川内停止要請、電力の安定供給を妨げるな
鹿児島県の三反園訓知事は、運転中の九州電力川内原発1、2号機(同県薩摩川内市)の一時停止と点検を九電に申し入れた。知事に原発の運転を止める法的権限はなく、異例の要請と言える。
知事選で公約に盛り込む
知事は要請書で「原発は絶対に事故を起こしてはならない」とした上で、4月の熊本地震で県民の不安が一層高まっていると指摘。川内原発を直ちに停止し、原子炉や使用済み燃料プールなど7項目を特に入念に点検するよう求めている。
だが熊本地震の際、観測された地震動は基準値を下回り、原子力規制委員会は運転を止める必要はないと判断した。また定期検査のため、川内1号機は10月、2号機は12月に停止する予定となっている。なぜ、これほど停止を急ぐのか疑問を持たざるを得ない。
三反園氏は、7月の知事選で川内原発の一時停止と点検を公約に掲げ初当選した。その背景には、新人候補一本化のため、反原発を掲げる平良行雄氏が立候補を見送る代わりに、三反園氏が公約に一時停止を盛り込んだ経緯がある。

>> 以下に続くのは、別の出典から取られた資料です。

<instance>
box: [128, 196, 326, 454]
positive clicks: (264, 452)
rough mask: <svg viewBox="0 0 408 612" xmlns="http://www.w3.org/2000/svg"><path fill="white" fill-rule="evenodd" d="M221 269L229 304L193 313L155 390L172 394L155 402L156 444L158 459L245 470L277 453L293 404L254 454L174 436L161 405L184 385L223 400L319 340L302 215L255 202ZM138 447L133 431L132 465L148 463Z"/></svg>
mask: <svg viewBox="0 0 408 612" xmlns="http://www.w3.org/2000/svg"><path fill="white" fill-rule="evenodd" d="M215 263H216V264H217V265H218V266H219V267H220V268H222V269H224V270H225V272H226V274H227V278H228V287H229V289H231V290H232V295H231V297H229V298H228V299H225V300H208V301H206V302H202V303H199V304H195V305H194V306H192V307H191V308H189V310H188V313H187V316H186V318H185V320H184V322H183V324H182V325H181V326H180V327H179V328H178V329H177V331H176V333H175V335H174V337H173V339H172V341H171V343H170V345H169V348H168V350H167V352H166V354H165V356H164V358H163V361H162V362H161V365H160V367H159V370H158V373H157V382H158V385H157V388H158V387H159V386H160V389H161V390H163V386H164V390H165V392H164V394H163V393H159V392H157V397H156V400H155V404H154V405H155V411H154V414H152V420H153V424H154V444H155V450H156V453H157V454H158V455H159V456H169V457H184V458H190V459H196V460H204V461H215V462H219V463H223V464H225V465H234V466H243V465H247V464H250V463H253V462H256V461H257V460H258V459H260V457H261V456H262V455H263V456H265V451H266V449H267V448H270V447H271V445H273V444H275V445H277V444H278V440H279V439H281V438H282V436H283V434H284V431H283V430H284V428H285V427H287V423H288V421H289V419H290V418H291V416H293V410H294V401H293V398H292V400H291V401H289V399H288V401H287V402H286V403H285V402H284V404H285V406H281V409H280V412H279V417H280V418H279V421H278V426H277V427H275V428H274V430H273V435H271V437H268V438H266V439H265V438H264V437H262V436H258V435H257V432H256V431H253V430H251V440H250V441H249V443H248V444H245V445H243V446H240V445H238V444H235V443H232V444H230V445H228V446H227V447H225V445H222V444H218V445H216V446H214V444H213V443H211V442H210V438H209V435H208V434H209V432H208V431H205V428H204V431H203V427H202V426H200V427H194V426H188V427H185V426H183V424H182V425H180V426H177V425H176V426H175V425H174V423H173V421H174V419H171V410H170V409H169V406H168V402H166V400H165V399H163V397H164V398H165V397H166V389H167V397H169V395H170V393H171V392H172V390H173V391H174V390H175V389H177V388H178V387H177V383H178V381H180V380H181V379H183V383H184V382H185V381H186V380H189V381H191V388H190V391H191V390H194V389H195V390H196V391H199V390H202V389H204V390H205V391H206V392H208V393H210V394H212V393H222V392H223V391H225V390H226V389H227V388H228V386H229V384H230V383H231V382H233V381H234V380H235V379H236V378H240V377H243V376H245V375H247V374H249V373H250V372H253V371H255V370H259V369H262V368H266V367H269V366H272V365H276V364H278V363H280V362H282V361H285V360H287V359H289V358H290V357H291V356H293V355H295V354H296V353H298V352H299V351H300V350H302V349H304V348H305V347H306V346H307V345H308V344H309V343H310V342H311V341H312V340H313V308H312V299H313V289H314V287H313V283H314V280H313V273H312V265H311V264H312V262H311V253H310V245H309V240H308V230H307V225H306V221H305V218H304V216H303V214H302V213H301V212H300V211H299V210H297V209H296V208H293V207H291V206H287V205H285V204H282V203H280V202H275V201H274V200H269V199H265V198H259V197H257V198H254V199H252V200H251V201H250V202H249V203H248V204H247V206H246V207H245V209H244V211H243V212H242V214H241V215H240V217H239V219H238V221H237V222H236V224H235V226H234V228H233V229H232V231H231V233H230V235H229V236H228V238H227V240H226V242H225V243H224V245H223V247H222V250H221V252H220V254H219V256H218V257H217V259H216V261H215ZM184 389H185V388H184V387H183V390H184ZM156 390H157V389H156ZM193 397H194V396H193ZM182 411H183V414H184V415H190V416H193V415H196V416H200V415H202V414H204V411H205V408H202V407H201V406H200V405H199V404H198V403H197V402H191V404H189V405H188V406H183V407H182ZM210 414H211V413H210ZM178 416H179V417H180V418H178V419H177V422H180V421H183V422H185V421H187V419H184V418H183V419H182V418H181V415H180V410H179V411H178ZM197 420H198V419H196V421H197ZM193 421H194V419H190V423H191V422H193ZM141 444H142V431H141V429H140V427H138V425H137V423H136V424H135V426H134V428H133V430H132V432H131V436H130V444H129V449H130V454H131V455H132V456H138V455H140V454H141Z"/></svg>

しかし、知事には原発の運転を止める法的権限はない。川内原発が稼働しているのは、世界で最も厳しいとされる「新規制基準」に基づく規制委の安全審査に合格したからだ。伊藤祐一郎前知事や県議会、そして薩摩川内市の岩切秀雄市長や市議会も同意している。原発は電力の安定供給を担っている。それを妨げかねない要請を行うのはおかしい。
九電は即時停止には慎重な立場だが、懸念されるのは定期検査終了後の再稼働がスムーズにいくかどうかだ。政府は地元の理解を得ながら再稼働を進めるとしてきただけに、三反園氏が反対した場合、停止に追い込まれる恐れがある。
九電は2017年3月期に、川内原発の再稼働で年1000億円の利益の押し上げを見込んでいる。原発が停止すれば業績が悪化し、電気料金の上昇で利用者の負担増にもつながる。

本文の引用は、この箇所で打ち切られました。